Well, looks like I'm gonna have to step it up this year planting more plots due to the rain. The farmer that leases the land around me has decided not to plant this year. Looks like bait might be in the future around here too. Crops are normally a great draw for me and the neighbors. Who else is having the same dilemma besides me? I know the the guys in the west aren't, I feel for you folks.


----------



## Mattuk (Oct 16, 2010)

When you say planting more plots is that because some have failed Tom?


----------



## bones44 (Jan 7, 2011)

Yes Matt. Unfortunately my biggest one was flooded out for a time and the stress from the deer using it all winter took it's toll. That area normally doesn't flood but did so this year. I'm thinking on moving it or planting turnips and beets as they will have to be turned under next spring anyway.


----------



## Mattuk (Oct 16, 2010)

Well thats a shame Tom, sorry for bad luck. I do like the turnips and beets, it make them work for it!


----------



## bones44 (Jan 7, 2011)

Oh yea ! What works for you over there Matt ?


----------



## hassell (Feb 9, 2010)

The flooding into new areas sure bring out the extra hatches of mosquitoes, drives everyone and everything crazy!!


----------



## On a call (Mar 3, 2010)

Hey Tom the laws here in Michigan were not all that relaxed limited at two gallons. That is not much, but at least it is somthing.


----------



## bones44 (Jan 7, 2011)

Two gallons ? I thought it was two truckloads....... LMAO


----------



## bones44 (Jan 7, 2011)

hassell said:


> The flooding into new areas sure bring out the extra hatches of mosquitoes, drives everyone and everything crazy!!


 They're horrible here right now. I know you guys got a ton of rain too. First it was the black flies and now the hoards of the little monsters.


----------



## hassell (Feb 9, 2010)

bones44 said:


> They're horrible here right now. I know you guys got a ton of rain too.

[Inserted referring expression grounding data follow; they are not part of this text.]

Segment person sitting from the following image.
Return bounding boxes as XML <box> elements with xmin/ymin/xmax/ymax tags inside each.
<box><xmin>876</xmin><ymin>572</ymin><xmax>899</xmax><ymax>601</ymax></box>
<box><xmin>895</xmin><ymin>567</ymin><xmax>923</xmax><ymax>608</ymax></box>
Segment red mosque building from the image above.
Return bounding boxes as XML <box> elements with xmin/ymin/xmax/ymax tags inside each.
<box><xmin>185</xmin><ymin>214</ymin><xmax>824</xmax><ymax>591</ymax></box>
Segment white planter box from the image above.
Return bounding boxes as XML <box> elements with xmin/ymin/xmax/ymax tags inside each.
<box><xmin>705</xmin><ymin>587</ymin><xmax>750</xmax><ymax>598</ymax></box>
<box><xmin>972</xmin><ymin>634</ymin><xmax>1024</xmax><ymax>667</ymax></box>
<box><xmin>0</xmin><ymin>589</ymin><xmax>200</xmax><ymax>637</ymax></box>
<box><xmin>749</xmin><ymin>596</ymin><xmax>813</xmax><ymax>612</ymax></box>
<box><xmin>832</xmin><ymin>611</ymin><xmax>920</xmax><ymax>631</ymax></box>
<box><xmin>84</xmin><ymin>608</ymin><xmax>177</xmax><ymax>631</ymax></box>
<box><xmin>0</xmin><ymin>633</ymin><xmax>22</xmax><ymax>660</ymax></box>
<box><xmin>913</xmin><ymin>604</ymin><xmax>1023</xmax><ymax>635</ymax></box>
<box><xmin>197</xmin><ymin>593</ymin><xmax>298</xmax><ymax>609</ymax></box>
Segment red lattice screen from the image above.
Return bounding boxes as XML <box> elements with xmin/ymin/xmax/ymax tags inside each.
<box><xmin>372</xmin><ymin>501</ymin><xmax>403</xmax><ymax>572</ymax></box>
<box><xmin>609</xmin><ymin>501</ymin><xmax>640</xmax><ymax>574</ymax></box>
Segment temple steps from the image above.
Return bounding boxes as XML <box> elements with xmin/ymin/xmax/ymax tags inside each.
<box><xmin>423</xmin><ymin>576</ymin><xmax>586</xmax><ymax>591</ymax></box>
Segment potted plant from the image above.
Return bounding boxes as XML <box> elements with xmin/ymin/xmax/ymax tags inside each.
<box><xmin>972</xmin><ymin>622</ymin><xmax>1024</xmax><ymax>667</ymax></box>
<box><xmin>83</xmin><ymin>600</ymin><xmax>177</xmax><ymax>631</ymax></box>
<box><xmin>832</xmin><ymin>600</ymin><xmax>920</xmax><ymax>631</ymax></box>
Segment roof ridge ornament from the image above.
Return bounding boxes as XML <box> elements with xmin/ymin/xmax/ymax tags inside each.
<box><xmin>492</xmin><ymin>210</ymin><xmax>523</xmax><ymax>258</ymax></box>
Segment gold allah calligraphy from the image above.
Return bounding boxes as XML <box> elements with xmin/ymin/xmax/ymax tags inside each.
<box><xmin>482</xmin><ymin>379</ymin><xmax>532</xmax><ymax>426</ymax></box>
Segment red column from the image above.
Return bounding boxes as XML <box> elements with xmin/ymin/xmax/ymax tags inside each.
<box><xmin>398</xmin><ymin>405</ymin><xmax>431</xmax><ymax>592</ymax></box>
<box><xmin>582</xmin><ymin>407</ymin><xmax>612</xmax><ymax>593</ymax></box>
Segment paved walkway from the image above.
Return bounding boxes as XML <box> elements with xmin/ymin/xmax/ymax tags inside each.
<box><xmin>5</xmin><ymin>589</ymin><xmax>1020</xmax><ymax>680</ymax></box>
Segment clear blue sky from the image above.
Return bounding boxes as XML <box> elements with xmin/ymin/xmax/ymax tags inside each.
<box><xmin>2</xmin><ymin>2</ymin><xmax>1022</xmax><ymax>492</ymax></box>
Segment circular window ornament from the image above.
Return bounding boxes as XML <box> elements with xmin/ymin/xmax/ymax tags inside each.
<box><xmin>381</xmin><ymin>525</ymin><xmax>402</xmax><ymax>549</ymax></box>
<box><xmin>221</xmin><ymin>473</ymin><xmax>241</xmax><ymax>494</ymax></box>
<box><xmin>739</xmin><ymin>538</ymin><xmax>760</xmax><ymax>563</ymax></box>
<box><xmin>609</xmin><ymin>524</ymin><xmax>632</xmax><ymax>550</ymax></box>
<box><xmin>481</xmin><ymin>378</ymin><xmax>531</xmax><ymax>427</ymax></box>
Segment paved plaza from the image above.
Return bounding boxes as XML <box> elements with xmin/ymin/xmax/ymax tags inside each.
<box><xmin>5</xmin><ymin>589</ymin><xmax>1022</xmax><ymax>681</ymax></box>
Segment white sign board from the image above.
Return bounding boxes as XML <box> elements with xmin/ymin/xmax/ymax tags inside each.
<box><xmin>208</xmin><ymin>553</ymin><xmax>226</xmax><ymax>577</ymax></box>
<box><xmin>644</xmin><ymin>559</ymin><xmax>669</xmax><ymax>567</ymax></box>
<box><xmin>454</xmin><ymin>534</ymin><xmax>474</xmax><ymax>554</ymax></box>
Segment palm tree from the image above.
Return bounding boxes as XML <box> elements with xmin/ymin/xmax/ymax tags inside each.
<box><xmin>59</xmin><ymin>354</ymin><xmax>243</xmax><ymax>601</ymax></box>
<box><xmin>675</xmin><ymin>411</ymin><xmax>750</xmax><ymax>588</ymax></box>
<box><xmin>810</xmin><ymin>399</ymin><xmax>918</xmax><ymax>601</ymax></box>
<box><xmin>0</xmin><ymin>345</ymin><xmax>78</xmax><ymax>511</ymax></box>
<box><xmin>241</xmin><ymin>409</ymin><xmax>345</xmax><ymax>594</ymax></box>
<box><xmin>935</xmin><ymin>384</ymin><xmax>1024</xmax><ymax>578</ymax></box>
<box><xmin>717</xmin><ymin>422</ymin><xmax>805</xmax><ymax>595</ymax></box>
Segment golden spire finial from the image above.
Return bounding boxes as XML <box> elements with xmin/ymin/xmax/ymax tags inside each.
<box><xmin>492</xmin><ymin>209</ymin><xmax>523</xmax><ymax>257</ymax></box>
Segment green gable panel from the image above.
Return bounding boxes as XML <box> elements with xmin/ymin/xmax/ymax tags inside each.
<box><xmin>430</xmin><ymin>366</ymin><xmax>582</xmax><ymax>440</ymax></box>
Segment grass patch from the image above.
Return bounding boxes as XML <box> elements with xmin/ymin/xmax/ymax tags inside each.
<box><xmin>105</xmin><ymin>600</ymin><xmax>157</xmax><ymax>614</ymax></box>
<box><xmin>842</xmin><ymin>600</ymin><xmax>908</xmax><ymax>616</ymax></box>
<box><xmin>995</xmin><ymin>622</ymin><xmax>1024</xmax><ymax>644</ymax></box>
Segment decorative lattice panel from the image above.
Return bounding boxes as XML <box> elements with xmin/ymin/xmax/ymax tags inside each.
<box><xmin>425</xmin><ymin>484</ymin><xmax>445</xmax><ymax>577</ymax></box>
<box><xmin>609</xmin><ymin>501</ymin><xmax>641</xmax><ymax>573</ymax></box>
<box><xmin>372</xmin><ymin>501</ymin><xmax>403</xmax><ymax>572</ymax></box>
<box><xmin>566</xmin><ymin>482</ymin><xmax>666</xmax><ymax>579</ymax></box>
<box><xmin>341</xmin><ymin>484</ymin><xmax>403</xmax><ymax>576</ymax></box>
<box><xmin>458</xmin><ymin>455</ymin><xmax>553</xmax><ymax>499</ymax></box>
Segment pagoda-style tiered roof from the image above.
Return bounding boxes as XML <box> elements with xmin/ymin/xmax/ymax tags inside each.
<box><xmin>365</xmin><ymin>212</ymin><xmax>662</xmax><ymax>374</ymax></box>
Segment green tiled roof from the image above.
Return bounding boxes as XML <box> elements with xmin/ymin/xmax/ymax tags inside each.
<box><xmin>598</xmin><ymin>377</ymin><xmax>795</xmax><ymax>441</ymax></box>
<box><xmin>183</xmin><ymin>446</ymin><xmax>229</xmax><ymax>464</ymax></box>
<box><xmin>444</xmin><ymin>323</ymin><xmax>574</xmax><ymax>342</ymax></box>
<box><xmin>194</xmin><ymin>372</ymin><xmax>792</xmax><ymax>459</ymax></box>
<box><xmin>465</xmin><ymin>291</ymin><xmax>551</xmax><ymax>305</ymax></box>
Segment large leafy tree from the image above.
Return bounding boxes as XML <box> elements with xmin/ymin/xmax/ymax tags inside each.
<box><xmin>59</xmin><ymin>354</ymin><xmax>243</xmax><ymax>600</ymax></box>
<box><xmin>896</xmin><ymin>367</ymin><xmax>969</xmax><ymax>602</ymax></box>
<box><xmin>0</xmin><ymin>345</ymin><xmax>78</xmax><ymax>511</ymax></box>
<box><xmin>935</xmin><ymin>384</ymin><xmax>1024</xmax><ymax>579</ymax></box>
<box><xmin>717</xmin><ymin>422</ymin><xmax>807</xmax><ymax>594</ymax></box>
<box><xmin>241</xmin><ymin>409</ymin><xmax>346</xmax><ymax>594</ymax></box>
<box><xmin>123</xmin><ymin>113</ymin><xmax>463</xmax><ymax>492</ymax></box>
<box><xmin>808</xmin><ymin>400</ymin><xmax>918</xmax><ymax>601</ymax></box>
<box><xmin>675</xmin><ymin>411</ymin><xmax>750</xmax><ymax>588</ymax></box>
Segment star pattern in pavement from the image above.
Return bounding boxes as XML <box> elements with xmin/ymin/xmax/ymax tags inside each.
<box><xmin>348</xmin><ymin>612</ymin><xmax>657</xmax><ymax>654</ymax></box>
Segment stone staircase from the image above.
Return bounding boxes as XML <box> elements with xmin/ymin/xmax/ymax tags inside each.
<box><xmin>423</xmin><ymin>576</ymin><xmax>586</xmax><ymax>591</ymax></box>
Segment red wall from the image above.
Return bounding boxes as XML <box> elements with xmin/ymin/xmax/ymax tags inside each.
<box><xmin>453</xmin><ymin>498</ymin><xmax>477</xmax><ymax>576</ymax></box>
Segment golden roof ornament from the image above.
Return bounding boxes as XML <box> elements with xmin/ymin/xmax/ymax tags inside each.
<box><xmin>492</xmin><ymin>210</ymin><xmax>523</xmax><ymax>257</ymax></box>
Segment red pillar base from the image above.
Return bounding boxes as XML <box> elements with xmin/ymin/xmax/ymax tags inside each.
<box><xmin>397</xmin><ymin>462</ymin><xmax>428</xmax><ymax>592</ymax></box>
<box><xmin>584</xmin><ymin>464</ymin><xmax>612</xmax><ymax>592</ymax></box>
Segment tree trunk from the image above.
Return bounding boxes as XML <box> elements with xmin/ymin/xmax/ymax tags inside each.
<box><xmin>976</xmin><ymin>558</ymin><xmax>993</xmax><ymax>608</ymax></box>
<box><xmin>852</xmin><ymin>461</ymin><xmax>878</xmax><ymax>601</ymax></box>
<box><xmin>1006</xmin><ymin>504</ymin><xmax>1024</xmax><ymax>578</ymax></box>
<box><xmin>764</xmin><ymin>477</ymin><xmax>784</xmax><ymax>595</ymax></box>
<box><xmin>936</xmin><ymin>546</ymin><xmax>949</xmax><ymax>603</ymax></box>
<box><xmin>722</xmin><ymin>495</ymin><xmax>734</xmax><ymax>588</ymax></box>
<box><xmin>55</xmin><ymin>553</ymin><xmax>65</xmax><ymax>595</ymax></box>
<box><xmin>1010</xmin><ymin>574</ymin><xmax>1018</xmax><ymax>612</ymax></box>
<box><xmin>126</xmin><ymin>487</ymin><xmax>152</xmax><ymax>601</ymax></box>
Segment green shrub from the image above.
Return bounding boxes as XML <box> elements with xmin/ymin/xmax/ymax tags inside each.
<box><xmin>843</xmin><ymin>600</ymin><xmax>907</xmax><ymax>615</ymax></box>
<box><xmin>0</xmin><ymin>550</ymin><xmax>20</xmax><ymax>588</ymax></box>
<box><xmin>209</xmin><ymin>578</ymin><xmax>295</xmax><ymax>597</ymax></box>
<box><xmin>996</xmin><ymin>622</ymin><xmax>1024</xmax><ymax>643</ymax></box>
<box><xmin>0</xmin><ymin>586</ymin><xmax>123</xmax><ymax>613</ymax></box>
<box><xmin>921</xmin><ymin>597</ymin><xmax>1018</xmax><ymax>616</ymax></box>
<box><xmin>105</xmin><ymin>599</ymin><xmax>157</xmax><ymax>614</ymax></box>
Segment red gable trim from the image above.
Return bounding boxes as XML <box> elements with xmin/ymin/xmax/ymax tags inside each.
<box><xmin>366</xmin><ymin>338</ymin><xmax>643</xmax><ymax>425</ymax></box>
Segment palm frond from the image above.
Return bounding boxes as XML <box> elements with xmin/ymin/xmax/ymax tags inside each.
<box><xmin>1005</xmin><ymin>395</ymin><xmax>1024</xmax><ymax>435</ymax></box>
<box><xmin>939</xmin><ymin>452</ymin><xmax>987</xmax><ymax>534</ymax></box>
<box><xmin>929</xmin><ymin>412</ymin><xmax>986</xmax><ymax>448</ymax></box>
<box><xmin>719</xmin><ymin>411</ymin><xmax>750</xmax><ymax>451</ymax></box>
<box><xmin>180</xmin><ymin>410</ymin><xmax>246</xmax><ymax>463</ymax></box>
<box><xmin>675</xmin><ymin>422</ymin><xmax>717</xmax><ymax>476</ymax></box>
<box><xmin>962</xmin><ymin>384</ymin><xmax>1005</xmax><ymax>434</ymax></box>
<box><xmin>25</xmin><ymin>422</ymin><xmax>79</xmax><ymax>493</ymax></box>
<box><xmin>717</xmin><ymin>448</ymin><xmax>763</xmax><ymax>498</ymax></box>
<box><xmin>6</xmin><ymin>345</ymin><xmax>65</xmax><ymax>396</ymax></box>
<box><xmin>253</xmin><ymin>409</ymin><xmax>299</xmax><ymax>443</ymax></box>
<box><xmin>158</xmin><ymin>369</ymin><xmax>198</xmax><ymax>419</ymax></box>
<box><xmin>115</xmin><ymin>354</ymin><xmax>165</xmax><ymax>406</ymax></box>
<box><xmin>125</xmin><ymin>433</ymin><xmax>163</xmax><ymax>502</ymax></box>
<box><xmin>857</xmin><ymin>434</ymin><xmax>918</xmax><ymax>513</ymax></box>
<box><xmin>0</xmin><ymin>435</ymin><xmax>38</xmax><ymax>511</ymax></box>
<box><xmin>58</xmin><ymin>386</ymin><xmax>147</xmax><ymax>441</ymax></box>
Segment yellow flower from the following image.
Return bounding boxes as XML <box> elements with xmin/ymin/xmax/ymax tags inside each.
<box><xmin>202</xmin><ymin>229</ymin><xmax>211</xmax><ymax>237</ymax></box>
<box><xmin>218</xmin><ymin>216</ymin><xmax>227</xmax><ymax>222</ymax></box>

First it was the black flies and now the hoards of the little monsters.


 The eggs can lay dormant for up to 25 yrs., thats why when you hear about excessive mosquitoes you know that this has happened.


----------



## SWAMPBUCK10PT (Apr 5, 2010)

*Here in the U.P. the state has sold off their Dairy cows and all farming Equiment last year--The Prison Farm use to produce all the Milk for the state prison's---now the fields are just idle and growing over--What a shame---There was always alot of food [crops ] also for the wildlife-----They also logged off all the best timber---The Deer around here are going to have a tough time this winter------------sb------------Bugs haven't been to bad at my place this year been to chilly--but its 59 today and warmer temps on the way so the bugs will be here-eccck!!!!!*


----------



## Mattuk (Oct 16, 2010)

bones44 said:


> Oh yea ! What works for you over there Matt ?


Pretty much the same Tom. Clovers, beets, maize, buckwheat, if its green and it grows and you don't want them to eat it well then its perfect!


----------



## On a call (Mar 3, 2010)

hassell said:


> The eggs can lay dormant for up to 25 yrs., thats why when you hear about excessive mosquitoes you know that this has happened.


25 years did I read this right....egads man those are persistant bugs !


----------



## El Gato Loco (Jan 15, 2010)

What are crops?


----------



## youngdon (Mar 10, 2010)

The thing your wife swats you with right after she yells "giddy up" is a crop, does she have one for the other cheek as well ?


----------



## bones44 (Jan 7, 2011)

LMAO...... Good one !!


----------